Effluent would be pumped upstream only in times of need. “If we don’t need the water, then we don’t need to incur the expense to move that water upstream on the river,” Lauritsen says.
Long mixing time
The discharge point for the effluent is near a bridge; it was selected for ease of maintenance and for distance from the water plant intake.
“What ultimately drove it was the road network and how that crosses the river,” Lauritsen says. “We wanted to keep that pipeline close to a road. It makes it easier to monitor, and if any maintenance or other work is needed, the location makes it simpler.
“The other part is we wanted to build enough of a buffer. It’s a pretty slow-moving river. Under normal flow when we’re discharging, it would take several days for that water to get down to where we would pull it out of the river again.
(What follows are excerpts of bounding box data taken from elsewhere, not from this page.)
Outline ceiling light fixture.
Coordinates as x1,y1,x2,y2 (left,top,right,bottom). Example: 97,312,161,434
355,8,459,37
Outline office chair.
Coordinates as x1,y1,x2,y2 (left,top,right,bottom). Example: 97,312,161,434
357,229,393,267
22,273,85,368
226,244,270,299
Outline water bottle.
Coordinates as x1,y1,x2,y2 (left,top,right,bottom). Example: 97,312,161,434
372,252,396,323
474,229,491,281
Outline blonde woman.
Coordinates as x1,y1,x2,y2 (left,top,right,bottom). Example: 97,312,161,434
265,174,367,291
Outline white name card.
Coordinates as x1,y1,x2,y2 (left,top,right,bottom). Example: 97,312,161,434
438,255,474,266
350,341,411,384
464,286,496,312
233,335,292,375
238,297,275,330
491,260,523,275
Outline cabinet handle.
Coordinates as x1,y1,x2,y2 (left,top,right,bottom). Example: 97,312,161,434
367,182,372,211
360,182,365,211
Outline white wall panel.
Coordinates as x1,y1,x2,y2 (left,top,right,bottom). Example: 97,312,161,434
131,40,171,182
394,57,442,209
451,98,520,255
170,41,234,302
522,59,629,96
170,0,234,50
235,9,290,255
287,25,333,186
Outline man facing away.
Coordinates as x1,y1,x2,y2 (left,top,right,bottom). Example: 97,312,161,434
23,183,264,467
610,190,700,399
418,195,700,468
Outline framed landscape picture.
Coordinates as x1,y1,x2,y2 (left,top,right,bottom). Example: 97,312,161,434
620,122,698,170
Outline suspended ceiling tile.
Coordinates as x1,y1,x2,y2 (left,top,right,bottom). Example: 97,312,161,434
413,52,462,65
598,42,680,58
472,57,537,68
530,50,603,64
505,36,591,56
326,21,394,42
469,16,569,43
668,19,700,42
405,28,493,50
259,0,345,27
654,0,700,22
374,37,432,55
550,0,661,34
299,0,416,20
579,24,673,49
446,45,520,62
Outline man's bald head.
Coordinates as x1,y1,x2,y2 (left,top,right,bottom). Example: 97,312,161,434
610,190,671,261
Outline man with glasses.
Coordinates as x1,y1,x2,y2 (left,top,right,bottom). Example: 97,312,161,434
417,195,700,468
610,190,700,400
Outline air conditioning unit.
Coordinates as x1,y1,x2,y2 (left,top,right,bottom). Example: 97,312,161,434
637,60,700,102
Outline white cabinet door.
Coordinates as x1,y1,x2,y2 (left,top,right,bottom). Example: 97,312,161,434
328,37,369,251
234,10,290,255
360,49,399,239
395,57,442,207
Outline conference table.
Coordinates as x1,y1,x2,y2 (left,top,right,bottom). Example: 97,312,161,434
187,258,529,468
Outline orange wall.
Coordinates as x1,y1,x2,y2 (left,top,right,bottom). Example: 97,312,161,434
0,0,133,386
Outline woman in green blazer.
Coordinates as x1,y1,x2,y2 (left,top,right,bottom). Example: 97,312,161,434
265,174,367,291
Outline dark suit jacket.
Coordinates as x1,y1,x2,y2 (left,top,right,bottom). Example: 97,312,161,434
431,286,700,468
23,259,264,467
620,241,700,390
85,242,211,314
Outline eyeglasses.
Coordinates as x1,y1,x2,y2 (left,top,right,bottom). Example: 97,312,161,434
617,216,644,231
It facilitates a good mix with the river.”
The distance from the intake also gives the utility time to react if an incident at the wastewater treatment plant should cause temporary concern about reusing the effluent. “It gives us some time to turn off the pump station and gives us some extra safety in case that kind of a scenario comes up,” Lauritsen says.
First in the state
The project is estimated to cost $8.2 million. The city is using grants and low-interest loans from the Oklahoma Water Resources Board’s State Revolving Fund to pay for the project. Bartlesville is the first utility in the state to build this type of water reuse project.
“The challenges are that we are the first in Oklahoma to even proceed with the concept of the project,” Lauritsen says. “It has taken a collaborative effort with the Oklahoma Department of Environmental Quality and consultants to build a consensus of support with our constituents. We’ve been talking about water reuse since 2015 with whoever would listen.”
The region experienced a severe drought in 2001, when the city’s reservoir sources were depleted to about 20% of the normal volume.
“It was scary,” Lauritsen says. “The city council was going to consider some onerous water restrictions, but the week before they met, we had a 6-inch rain in the watershed. A few weeks later we had another 6-inch rain, and we filled the lakes back up in less than a month.
“We had been in a drought for nine months to a year up to that point, and it was replenished in less than four weeks. It took some drastic weather conditions to replenish that. It was a wakeup call telling us we needed to do something to look at long-term water supply.”
The next frontier
The Water for 2060 Act, which state legislature passed in 2012, encourages communities to develop plans to consume no more freshwater in 2060 than in 2012.
“That opened up reuse scenarios — not only industrial and irrigation applications but also potable use. Indirect potable use is the angle we are pursuing. It’s not an end-all solution, but it buys us a lot of time to look at area lakes or other sources of water that we could possibly reclaim to replace the storage we’ve lost to sedimentation.”
Lauritsen thinks other area communities facing similar losses of storage capacity in flood control lakes built in 60 or more years ago will consider indirect potable reuse projects.
“Water reuse is the next frontier. Historically we have been very rich in water supply in lakes, but the lakes close to us were built in the 1950s and 1960s. They are losing a lot of water storage space. Reuse is a very feasible option when you compare it to the huge capital costs to dredge a lake or build a new lake.”